How to query the Google Search Console API with EcommerceTools

EcommerceTools makes it quick and easy to query the Google Search Console API and display the data in Pandas. Here's how to do it.

How to query the Google Search Console API with EcommerceTools
Picture by Pixabay, Pexels.
20 minutes to read

The Google Search Console (GSC) API is a great source of information for those working in SEO, marketing, or ecommerce. It can tell you which of your pages are appearing in Google search results, how many people are clicking through to your site, and which keywords are driving the impressions and clicks.

While you can query the Google Search Console API using Python, the standard approach is a bit long-winded, and requires quite a bit of code to authenticate, fetch, and display the data in a Pandas dataframe.

To make querying GSC data much easier, I added this functionality to my EcommerceTools package. EcommerceTools makes querying GSC very easy, and requires very little code. In this project, I’ll explain how you can use it to run some common GSC queries and display and manipulate the data in Pandas, all inside the comfort of a Jupyter notebook.

Load the packages

First, open a Jupyter notebook and import the pandas package and the seo module from my ecommercetools Python package. If you don’t have EcommerceTools, you can install it by entering !pip3 install ecommercetools into a cell in your notebook and then executing it with shift and enter. As some columns are wider, you can use the Pandas set_option() function to increase the maximum column width.

!pip3 install ecommercetools
import pandas as pd
from ecommercetools import seo
pd.set_option('max_colwidth', 100)

Define some constants

To save typing in lots of repetitive values throughout your Jupyter notebook, you can create a few constants to refer to in the code. You’ll need one called key containing the path to your client secrets JSON keyfile, which you can obtain from the Google API Console. You’ll need another to hold the URL of the site you want to query, and the start and end date for the period you wish to extract via the GSC API.

key = "google-search-console.json"
site_url = "http://flyandlure.org"
start_date = "2019-01-01"
end_date = "2020-12-31"

Fetch clicks, impressions, CTR, and average position by page

One of the most common Google Search Console API queries you’ll want to perform will be one to extract the number of clicks and impressions each page has generated, plus the click-through rate (CTR), and the average position or rank in the Google search results. You don’t need to tell the GSC API that you want it to return page, clicks, impressions, ctr, or position metrics, as they get returned by default with all API queries.

To run the query, we simply create a Pandas dictionary called a payload which contains the API query parameters we want to run.
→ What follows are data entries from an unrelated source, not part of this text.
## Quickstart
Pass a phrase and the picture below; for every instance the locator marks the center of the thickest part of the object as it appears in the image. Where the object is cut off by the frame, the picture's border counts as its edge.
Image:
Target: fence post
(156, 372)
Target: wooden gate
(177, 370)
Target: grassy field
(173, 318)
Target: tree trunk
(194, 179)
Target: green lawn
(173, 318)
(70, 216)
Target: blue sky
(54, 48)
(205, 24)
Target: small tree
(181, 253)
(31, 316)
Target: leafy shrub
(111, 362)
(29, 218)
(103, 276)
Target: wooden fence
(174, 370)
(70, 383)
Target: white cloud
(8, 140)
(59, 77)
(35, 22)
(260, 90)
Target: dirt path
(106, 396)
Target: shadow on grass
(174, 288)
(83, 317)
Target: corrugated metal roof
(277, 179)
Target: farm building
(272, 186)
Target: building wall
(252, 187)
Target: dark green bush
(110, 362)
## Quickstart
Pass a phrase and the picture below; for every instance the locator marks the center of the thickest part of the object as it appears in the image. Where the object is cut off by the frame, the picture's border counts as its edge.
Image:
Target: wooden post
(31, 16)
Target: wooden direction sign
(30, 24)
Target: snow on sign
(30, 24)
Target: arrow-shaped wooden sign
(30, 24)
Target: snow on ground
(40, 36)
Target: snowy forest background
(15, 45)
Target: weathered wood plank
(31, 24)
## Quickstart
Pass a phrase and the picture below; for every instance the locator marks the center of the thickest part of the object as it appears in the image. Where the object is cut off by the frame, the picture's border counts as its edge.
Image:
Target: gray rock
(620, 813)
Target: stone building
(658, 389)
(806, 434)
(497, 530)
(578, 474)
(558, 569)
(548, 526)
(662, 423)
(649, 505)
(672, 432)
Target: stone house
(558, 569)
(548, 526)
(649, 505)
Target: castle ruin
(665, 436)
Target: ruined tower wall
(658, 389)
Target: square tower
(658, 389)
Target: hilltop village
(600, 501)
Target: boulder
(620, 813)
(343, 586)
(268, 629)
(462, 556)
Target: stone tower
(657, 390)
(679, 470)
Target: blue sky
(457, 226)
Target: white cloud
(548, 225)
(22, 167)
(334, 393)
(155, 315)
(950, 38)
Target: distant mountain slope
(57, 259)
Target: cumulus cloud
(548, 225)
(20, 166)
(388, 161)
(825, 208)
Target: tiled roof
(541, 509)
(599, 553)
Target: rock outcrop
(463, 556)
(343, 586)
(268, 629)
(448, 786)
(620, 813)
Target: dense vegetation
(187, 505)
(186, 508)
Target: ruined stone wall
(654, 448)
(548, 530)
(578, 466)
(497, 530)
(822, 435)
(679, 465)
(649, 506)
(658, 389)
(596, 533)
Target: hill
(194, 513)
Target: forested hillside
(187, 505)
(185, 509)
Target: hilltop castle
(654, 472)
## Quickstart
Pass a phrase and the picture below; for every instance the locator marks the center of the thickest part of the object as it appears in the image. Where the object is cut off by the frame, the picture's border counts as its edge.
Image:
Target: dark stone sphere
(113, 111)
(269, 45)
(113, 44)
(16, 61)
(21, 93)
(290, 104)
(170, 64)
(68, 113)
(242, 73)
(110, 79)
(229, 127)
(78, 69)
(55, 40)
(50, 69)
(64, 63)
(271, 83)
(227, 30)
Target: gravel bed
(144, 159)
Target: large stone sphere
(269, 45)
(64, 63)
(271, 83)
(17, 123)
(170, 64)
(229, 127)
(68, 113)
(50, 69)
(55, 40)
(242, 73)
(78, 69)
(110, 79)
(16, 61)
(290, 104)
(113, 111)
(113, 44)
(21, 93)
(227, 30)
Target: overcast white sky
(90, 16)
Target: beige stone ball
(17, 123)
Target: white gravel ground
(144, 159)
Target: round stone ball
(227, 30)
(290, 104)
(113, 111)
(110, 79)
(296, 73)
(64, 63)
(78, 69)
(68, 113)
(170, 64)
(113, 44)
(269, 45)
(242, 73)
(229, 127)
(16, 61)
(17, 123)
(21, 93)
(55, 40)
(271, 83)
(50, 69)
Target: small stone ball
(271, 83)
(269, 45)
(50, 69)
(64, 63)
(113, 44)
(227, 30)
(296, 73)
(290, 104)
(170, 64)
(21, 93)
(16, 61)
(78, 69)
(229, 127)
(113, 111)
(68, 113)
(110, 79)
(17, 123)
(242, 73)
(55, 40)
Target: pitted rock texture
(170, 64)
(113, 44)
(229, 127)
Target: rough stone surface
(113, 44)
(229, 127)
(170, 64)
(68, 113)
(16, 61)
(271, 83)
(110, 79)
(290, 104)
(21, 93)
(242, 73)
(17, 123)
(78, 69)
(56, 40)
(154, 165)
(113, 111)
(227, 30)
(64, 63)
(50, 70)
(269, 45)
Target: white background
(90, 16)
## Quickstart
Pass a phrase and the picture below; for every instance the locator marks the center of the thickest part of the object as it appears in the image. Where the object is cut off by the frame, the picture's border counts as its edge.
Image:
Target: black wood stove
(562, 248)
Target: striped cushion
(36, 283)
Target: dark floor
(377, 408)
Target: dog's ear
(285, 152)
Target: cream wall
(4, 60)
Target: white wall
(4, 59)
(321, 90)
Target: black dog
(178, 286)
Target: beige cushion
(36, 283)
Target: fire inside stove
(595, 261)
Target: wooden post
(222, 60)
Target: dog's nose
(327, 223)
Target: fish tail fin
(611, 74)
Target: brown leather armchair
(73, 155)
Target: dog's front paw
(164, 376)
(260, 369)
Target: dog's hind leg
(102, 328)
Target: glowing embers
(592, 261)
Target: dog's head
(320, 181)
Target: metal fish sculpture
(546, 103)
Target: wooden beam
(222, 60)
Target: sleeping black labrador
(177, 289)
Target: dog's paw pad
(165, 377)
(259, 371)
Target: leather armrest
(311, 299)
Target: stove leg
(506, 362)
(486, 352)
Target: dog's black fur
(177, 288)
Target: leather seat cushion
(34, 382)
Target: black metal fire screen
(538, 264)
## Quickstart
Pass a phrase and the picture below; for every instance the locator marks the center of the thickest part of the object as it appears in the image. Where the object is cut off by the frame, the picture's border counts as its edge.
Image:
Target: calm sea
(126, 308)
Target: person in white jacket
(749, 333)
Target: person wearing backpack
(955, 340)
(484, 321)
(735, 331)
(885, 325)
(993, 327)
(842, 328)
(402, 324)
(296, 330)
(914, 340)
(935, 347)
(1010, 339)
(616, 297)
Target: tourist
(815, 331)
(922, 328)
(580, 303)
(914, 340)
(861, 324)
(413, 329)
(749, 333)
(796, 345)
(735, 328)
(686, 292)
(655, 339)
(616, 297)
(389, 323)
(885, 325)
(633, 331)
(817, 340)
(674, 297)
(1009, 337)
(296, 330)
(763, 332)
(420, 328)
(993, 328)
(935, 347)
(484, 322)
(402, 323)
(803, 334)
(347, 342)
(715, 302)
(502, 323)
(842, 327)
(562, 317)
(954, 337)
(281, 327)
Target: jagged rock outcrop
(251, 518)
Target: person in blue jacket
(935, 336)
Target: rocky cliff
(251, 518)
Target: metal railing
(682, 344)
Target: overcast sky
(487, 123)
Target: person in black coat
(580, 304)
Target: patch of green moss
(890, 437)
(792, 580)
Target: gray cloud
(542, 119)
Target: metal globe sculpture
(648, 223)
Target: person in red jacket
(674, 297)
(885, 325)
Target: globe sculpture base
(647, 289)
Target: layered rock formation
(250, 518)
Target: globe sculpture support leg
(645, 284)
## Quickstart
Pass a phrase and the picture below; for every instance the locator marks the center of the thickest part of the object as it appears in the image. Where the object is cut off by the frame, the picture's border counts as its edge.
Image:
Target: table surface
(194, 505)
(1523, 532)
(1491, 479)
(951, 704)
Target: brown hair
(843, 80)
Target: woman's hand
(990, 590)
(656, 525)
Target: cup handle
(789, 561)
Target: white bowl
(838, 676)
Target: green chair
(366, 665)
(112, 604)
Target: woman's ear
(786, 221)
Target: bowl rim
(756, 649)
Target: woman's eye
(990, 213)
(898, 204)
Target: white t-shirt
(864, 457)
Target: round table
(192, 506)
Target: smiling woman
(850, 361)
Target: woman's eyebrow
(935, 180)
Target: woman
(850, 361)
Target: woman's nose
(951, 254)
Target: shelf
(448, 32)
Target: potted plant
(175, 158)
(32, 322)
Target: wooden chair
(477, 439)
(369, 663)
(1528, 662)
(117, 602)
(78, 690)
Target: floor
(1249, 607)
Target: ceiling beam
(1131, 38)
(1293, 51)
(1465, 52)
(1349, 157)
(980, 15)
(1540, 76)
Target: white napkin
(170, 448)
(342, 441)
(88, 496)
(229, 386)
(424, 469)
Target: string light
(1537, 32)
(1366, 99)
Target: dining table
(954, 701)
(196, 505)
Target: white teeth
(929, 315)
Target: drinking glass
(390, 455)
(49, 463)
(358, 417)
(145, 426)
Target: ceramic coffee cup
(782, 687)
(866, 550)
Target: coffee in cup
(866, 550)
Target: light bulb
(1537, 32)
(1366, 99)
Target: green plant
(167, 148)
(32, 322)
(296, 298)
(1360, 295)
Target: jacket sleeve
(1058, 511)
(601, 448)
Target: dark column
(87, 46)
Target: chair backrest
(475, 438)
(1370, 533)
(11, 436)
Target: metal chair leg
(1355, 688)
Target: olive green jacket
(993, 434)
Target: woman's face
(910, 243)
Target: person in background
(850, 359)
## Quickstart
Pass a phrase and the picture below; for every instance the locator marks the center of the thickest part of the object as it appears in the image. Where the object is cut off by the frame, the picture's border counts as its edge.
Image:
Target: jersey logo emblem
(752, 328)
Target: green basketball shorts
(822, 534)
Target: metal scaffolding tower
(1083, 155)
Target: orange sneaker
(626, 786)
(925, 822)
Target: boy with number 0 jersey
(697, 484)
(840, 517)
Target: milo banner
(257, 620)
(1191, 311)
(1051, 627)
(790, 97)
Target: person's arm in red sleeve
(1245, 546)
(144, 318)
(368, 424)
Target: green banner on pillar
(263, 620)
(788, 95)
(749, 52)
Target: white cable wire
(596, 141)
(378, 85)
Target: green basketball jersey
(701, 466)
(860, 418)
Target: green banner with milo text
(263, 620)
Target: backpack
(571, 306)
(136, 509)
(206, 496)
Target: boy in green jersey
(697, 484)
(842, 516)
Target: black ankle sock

In the example below, we’re requesting the standard metrics for each page, over our chosen period.

payload = {
    'startDate': start_date, 
    'endDate': end_date,
    'dimensions': ["page"],  
    'rowLimit': 10000,
    'startRow': 0
}

df = seo.query_google_search_console(key, site_url, payload)
df.sort_values(by='clicks', ascending=False).head()

If you want to control the number of results returned you can adjust the rowLimit value. Changing the startRow value allows you to paginate your API query, so it can return more than the maximum amount when spread over multiple queries.

page clicks impressions ctr position
0 http://flyandlure.org/articles/fly_fishing/still_water_trout_flies_how_and_when_to_fish_them 4582 66651 6.87 18.01
1 http://flyandlure.org/articles/fly_fishing/how_to_fly_fish_with_a_strike_indicator 3164 71893 4.40 11.00
2 http://flyandlure.org/articles/fly_fishing/how_to_fly_fish_with_droppers 2849 57266 4.98 15.86
3 http://flyandlure.org/articles/fly_tying/7_of_the_best_boobies_youll_ever_see 2816 45005 6.26 9.10
4 http://flyandlure.org/articles/fly_fishing_gear_reviews/loop_cross_sx_fly_rod_review 2702 26830 10.07 8.80

Fetch clicks, impressions, CTR, and average position by page

The other really common report you’ll want to run is one to fetch clicks, impressions, CTR, and position for each query keyword. The code for this is exactly the same as the example above, but we’re simply substituting the page dimension for query. We get back a Pandas dataframe that contains the data for each keyword, irrespective of whether it came from a single page, or several pages.

payload = {
    'startDate': start_date, 
    'endDate': end_date,
    'dimensions': ["query"],
    'rowLimit': 10000,
    'startRow': 0
}

df = seo.query_google_search_console(key, site_url, payload)
df.sort_values(by='clicks', ascending=False).head()
query clicks impressions ctr position
0 fly fishing near me 1041 9790 10.63 6.80
1 bombarda float 609 4484 13.58 2.14
2 emerger fly patterns 582 5400 10.78 1.28
3 fly and lure 529 2130 24.84 1.06
4 pheasant tail nymph 407 21736 1.87 8.32

Fetch data by query and page

The other thing that you can do is query GSC for multiple dimensions simultaneously. For example, you might want to create a Pandas dataframe that contains the clicks, impressions, CTR, and average ranking position for each keyword and page. To do this, all you need to do is provide both the query and page arguments in the list you pass to dimensions.

payload = {
    'startDate': start_date, 
    'endDate': end_date,
    'dimensions': ["query", "page"],
    'rowLimit': 10000,
    'startRow': 0
}

df = seo.query_google_search_console(key, site_url, payload)
df.sort_values(by='clicks', ascending=False).head()
query page clicks impressions ctr position
0 bombarda float http://flyandlure.org/articles/lure_fishing/how_to_use_a_bombarda_float 609 4484 13.58 2.14
1 emerger fly patterns http://flyandlure.org/articles/fly_tying/5_emerger_fly_patterns 582 5400 10.78 1.29
2 fly and lure http://flyandlure.org/ 438 2114 20.72 1.04
3 pheasant tail nymph http://flyandlure.org/articles/fly_tying/5_pheasant_tail_nymph_patterns_to_tie 407 21735 1.87 8.33
4 loop cross sx review http://flyandlure.org/articles/fly_fishing_gear_reviews/loop_cross_sx_fly_rod_review 376 1461 25.74 1.81

Fetch keyword data for a specific page

Let’s say you want to find all the keywords for which a given page on your website is ranking. This is also fairly easy to do using the Google Search Console API. Here we’d define the query dimension and then use the more advanced dimensionFilterGroups option. This takes a list of dictionaries, each containing the specific filters you want to apply to the query.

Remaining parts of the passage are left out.